Recuerdos de Oviedo: Adolescente en los setenta

1970. Mudanza a Santa Susana, 27. El arriba firmante cumplía 13 años. Fue el momento del adiós a la infancia, que coincidió con un enorme estirón. Fue la entrada en esa etapa de la vida conocida como adolescencia. Fue la entrada en una década marcada por tantos y tantos cambios en todos los órdenes.

Como ya dejé escrito aquí, desde el despacho de mi padre, la sala y la terraza teníamos a vista de pájaro el Campo de San Francisco, y todo estaba muy cerca. Recuerdo el bar Alameda, cerca de la Casa Sindical, donde a veces acompañaba a mi padre. Recuerdo un chalet que se encontraba cerca de la esquina con Calvo- Sotelo. Desde la parte posterior de la casa, que daba a la calle Santa Teresa, aún se veía el Campo de Maniobras, donde a veces jugábamos al fútbol.
El mundo había cambiado tanto que la leche ya no venía desde la Manjoya hasta casa, sino que, cada mañana, llegaba con el pan en el montacargas. El mundo había cambiado tanto que el edificio contaba con servicios centrales y no hacían falta ni el calentador de gas, ni la cocina de leña, ni las estufas. El mundo había cambiado tanto que la mayor parte de los coches ya tenían el motor en la parte delantera, lo que, según los expertos, los hacía más seguros.
Pero, en el plano personal, las peguntas que me hacía no eran, por lo común, sociológicas. ¿Por qué a partir de los trece años se hablaba de adolescencia? ¿Por qué, a partir de los trece años, aunque seguíamos contando con todas las personas que habíamos tenido en la infancia, notábamos que algo nos faltaba y que necesitábamos algo más (sobre todo a alguien más) que no fuera el entorno más cercano y familiar? ¿Había que enamorarse? ¿Había que forjarse la compañía mágica de un ser que nos llenase y nos hiciese volar? ¿Había que llegar a vivir esa sensación que llaman, no sin cursilería, sentir mariposas en el estómago? ¿No era inquietante percatarse de que no sólo nos bastábamos a nosotros mismos, que no sólo estábamos plenos y satisfechos con los afectos paternos y maternos? ¿Qué pasaba? ¿Por qué esas carencias? ¿Por qué esas insatisfacciones? ¿Por qué esas zozobras?
Hasta entonces, las melancolías y tristezas habían venido por tener noticia de reveses, enfermedades y fallecimientos de personas conocidas.

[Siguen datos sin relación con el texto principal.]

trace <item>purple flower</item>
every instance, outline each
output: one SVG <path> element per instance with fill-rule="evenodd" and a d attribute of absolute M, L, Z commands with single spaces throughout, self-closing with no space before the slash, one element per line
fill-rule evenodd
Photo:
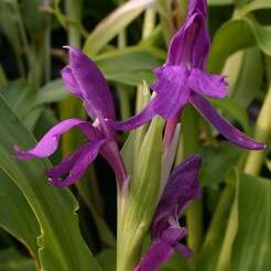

Pero, a partir de los trece años, podría decir que, a veces, esas tristezas y melancolías venían desde dentro, con desasosiegos. Y, sobre todo, empezaba a atisbar, más que oscuridades, lados ocultos, que, por un lado, me suscitaban una enorme curiosidad, pero, por otra parte, temía encontrarme con profundidades no siempre gratas.
Primera imagen de lo inquietante: la portada de un libro que mi padre tenía en los estantes donde se encontraban los volúmenes de pedagogía; su título era “Psicología de la adolescencia”. Daba por hecho que en sus páginas no iba a encontrarme con aventuras y peripecias divertidas, sino con explicaciones, que no necesariamente iba a entender bien, y que, sobre todo, podrían romper -¿cómo decirlo?- ciertos sortilegios. Y- miren ustedes- la portada de aquel libro era de color negro.
Años setenta. Patillas, pelo largo, pantalones acampanados, zuecos, floripondios en el papel pintado de los interiores de las casas, coches muy ruidosos que salían al mercado. Una estética que, vista con cierta perspectiva, se me antoja insultantemente hortera.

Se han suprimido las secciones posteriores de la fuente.